Timuel Black, civil rights activist, educator, and historian joined his ancestors on Wednesday, October 13, 2021. He will be laid to rest on Wednesday, October 20th in a private service at the First Unitarian Church in Hyde Park. A memorial service will be held on Sunday, December 5th.
Born in 1918 in Birmingham, Alabama, Mr. Black grew up in Chicago’s Bronzeville neighborhood. He served in World War II where he witnessed atrocities that shaped his world view and imbedded in him a commitment to human rights. Upon his return, he completed his master’s degree at the University of Chicago. According to a bio that he provided to us during his visit to Great Cities in 2018 when we commemorated the 50th Anniversary of the Release of the Kerner Commission report,
Mr. Black was influential in bringing Dr. Martin Luther King, Jr. to Chicago for Dr. King’s first major speech in the city. In the years following, Mr. Black organized the Freedom Trains which carried thousands of Chicago residents to the 1963 March on Washington, and later became an influential political organizer and supporter in Harold Washington’s successful mayoral campaign.
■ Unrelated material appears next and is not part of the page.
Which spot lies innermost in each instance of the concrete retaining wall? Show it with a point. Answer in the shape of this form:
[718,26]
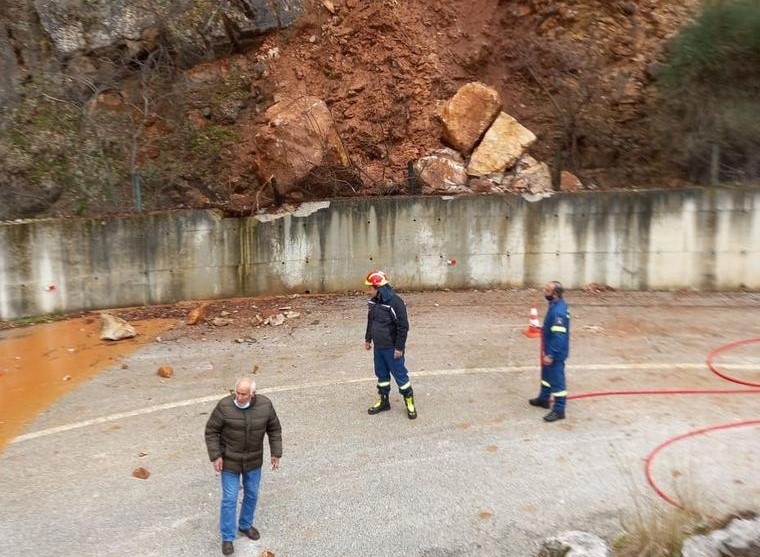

Mr. Black spent many years as an educator and administrator in Chicago Public Schools and the City Colleges of Chicago, where he focused his efforts on ending segregation within these institutions. He challenged the Daley political machine in a 1963 City Council campaign, introducing the term “plantation politics” into national discourse. Mr. Black was also influential in Former President Barack Obama’s work as a Chicago community organizer, and in 2014 joined the Community Advisory Board of the Barack Obama Presidential Library.
In recent years, Mr. Black has interviewed hundreds of African Americans on Chicago’s south side to assemble Bridges of Memory, an oral history of the Great Migration and African American life in Chicago. Mr. Black is also in the process of writing his autobiography, entitled Sacred Ground in reference to the spirituality and community of Chicago’s south side.
Timuel Black was a great warrior, and we are grateful that we can share with you an interview that he did with us on March 1, 2018. During this interview, he spoke about what he called “my dedication to work to bring peace and justice for all people across race, gender and all that.” He was also committed to younger generations to “transfer that history that I lived, that older people lived, to younger people so they will recognize that hopes and dreams prepare this world for the future. Positive hopes and dreams.” So, hope we must, dream we must, to carry forward the legacy of Mr. Timuel Black and remain committed to the struggle for human dignity and social justice.